The Houthi group has been attacking Israeli commercial ships or those in relations with Israel in the Red Sea for weeks in protest against the Israeli aggression against Gaza.
Many commercial shipping companies are diverting their ships to other routes. Last month, the United States announced the launch of a new international mission to patrol the Red Sea to deter attacks.
Rabie stated that only ships forced to complete their journeys urgently diverted their course to the Cape of Good Hope, and that other ships were waiting for the situation to stabilize.
Data from the International Monetary Fund reported that the movement of goods through the Suez Canal declined by 35% last week compared to the same period in 2023.
During the same period, the Fund recorded an increase in the transport of goods via the Cape of Good Hope route in Africa by 67.5%.
Earlier, an Egyptian shipping source considered that “changing the route of some lines is a temporary crisis whose impact will become more apparent the longer the period lasts.”

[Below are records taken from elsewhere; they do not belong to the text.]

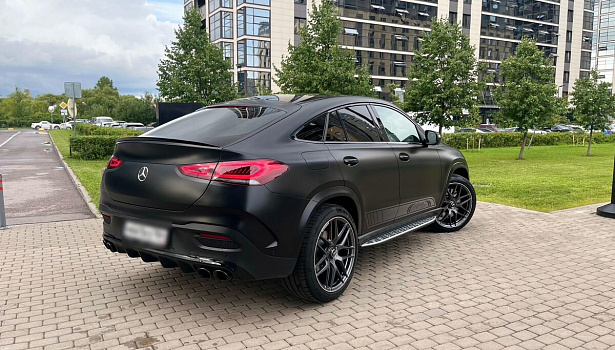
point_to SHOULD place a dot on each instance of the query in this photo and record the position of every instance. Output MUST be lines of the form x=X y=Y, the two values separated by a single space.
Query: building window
x=299 y=23
x=466 y=21
x=254 y=82
x=588 y=20
x=254 y=22
x=216 y=4
x=452 y=17
x=605 y=63
x=227 y=50
x=221 y=26
x=254 y=2
x=254 y=53
x=586 y=60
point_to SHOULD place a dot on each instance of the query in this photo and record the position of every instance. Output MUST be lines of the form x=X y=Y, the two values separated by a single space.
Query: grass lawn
x=87 y=171
x=550 y=178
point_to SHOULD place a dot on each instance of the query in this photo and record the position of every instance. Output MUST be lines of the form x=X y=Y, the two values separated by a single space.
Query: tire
x=458 y=206
x=318 y=275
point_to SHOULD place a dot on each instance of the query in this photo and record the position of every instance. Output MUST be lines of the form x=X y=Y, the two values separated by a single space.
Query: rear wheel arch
x=338 y=195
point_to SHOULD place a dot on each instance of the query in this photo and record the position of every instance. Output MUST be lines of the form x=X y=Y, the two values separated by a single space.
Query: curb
x=82 y=190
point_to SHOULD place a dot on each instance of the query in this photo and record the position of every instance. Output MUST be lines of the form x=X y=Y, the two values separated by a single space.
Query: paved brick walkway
x=512 y=279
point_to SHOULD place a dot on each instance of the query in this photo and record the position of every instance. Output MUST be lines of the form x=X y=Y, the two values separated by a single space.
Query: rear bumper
x=242 y=261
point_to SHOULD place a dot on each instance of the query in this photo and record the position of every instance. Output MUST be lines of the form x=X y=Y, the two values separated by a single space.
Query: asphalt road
x=37 y=188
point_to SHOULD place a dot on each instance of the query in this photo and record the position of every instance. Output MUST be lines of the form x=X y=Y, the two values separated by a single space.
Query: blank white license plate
x=152 y=235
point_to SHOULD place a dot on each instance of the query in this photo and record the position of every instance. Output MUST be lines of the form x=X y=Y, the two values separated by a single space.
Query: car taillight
x=201 y=171
x=248 y=172
x=114 y=163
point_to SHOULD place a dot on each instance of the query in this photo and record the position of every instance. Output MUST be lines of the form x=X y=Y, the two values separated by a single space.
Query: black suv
x=281 y=186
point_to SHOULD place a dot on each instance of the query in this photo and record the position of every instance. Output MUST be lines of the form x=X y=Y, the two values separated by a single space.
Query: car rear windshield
x=218 y=126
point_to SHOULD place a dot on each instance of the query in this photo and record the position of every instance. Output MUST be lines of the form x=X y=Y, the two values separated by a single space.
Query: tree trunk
x=589 y=146
x=531 y=139
x=523 y=146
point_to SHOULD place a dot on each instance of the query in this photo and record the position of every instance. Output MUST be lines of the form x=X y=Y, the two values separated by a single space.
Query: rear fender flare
x=319 y=199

The Alternative Policy Solutions Project of the American University in Cairo also published in a report that, “It is expected that the Egyptian economy will be one of the most affected by the slowdown in maritime traffic in Bab al-Mandab.
Suez Canal revenues constitute one of the most prominent sources of foreign exchange in Egypt. In the fiscal year 2022-2023, the channel achieved financial revenues amounting to $9.4 billion, which is the highest annual revenue recorded, and an increase of about 35% over the previous year, according to what the authority announced last June.